This place was not Earth, nor did it abide by a particular set of rules, as well he could tell. That suited him fine. The Black Man was content to stir his trouble wherever trouble could be heard and spoken of, where there were ears to listen - and, of course, mouths to scream. She came flying out of the alley like a horse out of the shoot, trumpery trash and slatternly. It was not her state of ill-dress, perhaps, that one might have noticed, no. It was her eyes: eyes that were wide, that had perhaps witnessed a sight so terrifying that they might never quite close shut again, that might stare at a night sky and look not at the stars, but the great yawning blackness between each of them, forever forced to stare at some dimension the rest of the world may never know. And in the used-up harlot's wake was nothing but a laugh of some dired amusement, sardonic and complete. This was the way the world worked. This was how the world ended. Not with a bang, but with a whimper.
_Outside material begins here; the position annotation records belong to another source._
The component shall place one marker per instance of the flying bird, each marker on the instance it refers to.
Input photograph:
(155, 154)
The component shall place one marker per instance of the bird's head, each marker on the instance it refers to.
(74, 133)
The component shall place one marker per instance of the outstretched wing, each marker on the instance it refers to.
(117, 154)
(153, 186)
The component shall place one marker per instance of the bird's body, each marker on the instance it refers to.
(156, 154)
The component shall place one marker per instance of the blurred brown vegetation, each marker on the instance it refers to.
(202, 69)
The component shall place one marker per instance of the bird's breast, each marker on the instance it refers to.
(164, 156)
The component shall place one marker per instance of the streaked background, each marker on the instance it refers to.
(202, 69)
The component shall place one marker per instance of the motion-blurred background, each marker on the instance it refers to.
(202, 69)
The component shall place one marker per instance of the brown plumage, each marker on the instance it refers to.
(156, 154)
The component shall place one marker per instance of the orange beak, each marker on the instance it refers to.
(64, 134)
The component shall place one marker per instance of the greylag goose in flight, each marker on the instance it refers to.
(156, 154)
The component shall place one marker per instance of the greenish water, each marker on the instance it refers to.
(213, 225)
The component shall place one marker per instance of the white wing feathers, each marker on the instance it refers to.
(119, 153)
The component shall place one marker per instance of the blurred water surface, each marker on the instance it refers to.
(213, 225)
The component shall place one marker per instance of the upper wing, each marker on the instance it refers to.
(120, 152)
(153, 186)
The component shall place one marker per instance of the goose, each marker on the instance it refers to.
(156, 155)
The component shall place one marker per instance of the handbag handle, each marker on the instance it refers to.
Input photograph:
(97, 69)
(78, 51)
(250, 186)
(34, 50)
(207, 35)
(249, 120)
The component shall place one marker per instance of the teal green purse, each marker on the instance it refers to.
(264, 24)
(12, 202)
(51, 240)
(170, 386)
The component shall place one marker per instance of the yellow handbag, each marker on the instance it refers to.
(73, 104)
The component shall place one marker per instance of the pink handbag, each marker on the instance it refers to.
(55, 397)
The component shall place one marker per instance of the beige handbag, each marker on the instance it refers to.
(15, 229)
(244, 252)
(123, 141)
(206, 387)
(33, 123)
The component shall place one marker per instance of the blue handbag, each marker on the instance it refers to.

The French devil is a vision in blue silk, black trim. The gown is fit to flatter, cut across a shoulder, slit along a leg to the point of scandal. To accompany such exquisite ensemble are the jewels she sports, regal splendor, adding glitter piecemeal to pale skin: teardrop diamond, freshwater pearl. She moves without fear, but her feet are quick. We arrive just in time for Act One, the lone, lost woman, overdressed in unfamiliar settings. It is a game she plays with them, every time different, every time enjoyable. This is one of her favorite pastimes, aside from the eternal torment of one small sibling. The twostep with Gideon is becoming somewhat tiresome, and tonight, she seeks new blood, and alone. Gideon, he falls, he rises... Kestrel would have him fall further before lifting him, as mental assaults are always so much more severe. She is still wrapped by the sweet memory of their last rendezvous, when he, finally broken, began to plea. Yet, he does not wonder, he does not ask, why she has come, only assumes the worst. And yet, the worst is sure to come. She does not wear these thoughts upon her powdered face, done up in rogue so as to avoid suspicion. She keeps her expression borderline bewildered. When the rabble appears, that border crumbles. Seconds of silent debate. Does she take this laughing, lost one? Her nose turns north. Clearly, Kestrel is used to finer things.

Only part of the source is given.